Aycharaych streckte eine sechsfingrige Hand aus. Flandry schüttelte sie. Die Finger fühlten sich zierlich an. Einen brutalen Augenblick lang dachte er daran, fest zuzudrücken und die feinen Knochen zu zermalmen. Aycharaych überragte ihn ein wenig, doch Flandry war ein recht großer Mensch, viel breiter und erheblich kräftiger.
»Welch ein Vergnügen, Sie wiederzusehen, Sir Dominic«, sagte Aycharaych. Seine Stimme war tief und wohlklingend. Flandry blickte in rostrote Augen mit einem warmen, metallischen Glanz und ließ die Hand los.

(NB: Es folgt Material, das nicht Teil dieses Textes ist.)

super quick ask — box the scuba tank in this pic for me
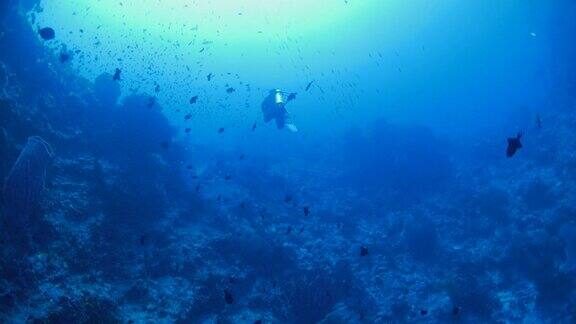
[274,89,285,105]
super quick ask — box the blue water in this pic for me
[1,0,576,322]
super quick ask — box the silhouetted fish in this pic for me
[360,246,369,256]
[252,122,257,131]
[536,114,542,129]
[207,73,213,81]
[189,95,198,104]
[284,194,293,203]
[38,27,55,40]
[139,234,148,246]
[113,68,121,81]
[59,53,70,63]
[160,141,170,149]
[303,206,310,216]
[184,114,192,120]
[287,92,297,102]
[185,128,191,133]
[305,80,314,91]
[452,306,460,316]
[218,127,225,134]
[420,309,428,316]
[147,97,156,108]
[506,133,523,158]
[224,289,234,304]
[226,87,235,93]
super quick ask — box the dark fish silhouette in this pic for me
[160,141,170,150]
[113,68,121,81]
[252,122,257,131]
[536,114,542,129]
[360,246,369,256]
[147,97,156,108]
[224,289,234,304]
[39,27,55,40]
[239,154,245,160]
[139,234,149,246]
[420,309,428,316]
[155,84,160,93]
[59,53,70,63]
[506,133,523,158]
[305,80,314,91]
[207,73,213,81]
[218,127,225,134]
[452,306,460,316]
[184,114,192,120]
[284,194,293,203]
[303,206,311,216]
[185,128,191,133]
[225,175,232,181]
[287,92,297,102]
[226,87,235,93]
[189,96,198,104]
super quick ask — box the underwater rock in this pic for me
[94,73,121,107]
[2,136,54,231]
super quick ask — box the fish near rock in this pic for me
[38,27,55,40]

»Aber kaum unerwartet«, entgegnete er. »Für Sie, meine ich.«
»Sie reisen so viel«, sagte Aycharaych. »Ich war mir sicher, dass einige Angehörige Ihres Korps heute Abend hier sein würden, aber ich konnte nicht sicher sein, wo Sie sich aufhielten.«
»Ich wünschte, das wüsste ich immer von Ihnen«, sagte Flandry wehmütig.
»Meine Gratulation zu Ihrer Bewältigung von L’affaire Nyanza. Wir vermissen A’u noch immer sehr. Er besaß eine gewisse wässrige Brillanz.«
Flandry verbarg seine Überraschung. »Ich dachte, die Angelegenheit wäre vertuscht worden«, sagte er. »Aber kleine Tassen haben große Ohren. Wie lange sind Sie schon im Solaren System?«
»Einige Wochen«, antwortete Aycharaych. »Vor allem ein Vergnügungsausflug.« Er neigte den Kopf. »Aha, das Orchester stimmt einen Walzer von Strauß an. Sehr schön. Obwohl Johann natürlich kein Vergleich mit Richard ist, der immer der Strauss sein wird.«
»Ach ja?« Flandrys Interesse an Alter Musik war nur wenig größer als sein Interesse daran, Selbstmord zu begehen. »Davon verstehe ich nichts.«
»Das sollten Sie aber, mein Freund. Auch ohne dass man Xingu ausnimmt, ist Strauss der am meisten missverstandene Komponist der bekannten galaktischen Geschichte. Wäre ich lebenslänglich eingesperrt und müsste mich für ein einziges Musikstück entscheiden, das ich hören darf, dann würde ich seine Sinfonische Dichtung Tod und Verklärung auswählen und wäre auf immer zufrieden.«
»Ich kümmere mich darum«, bot Flandry ihm an.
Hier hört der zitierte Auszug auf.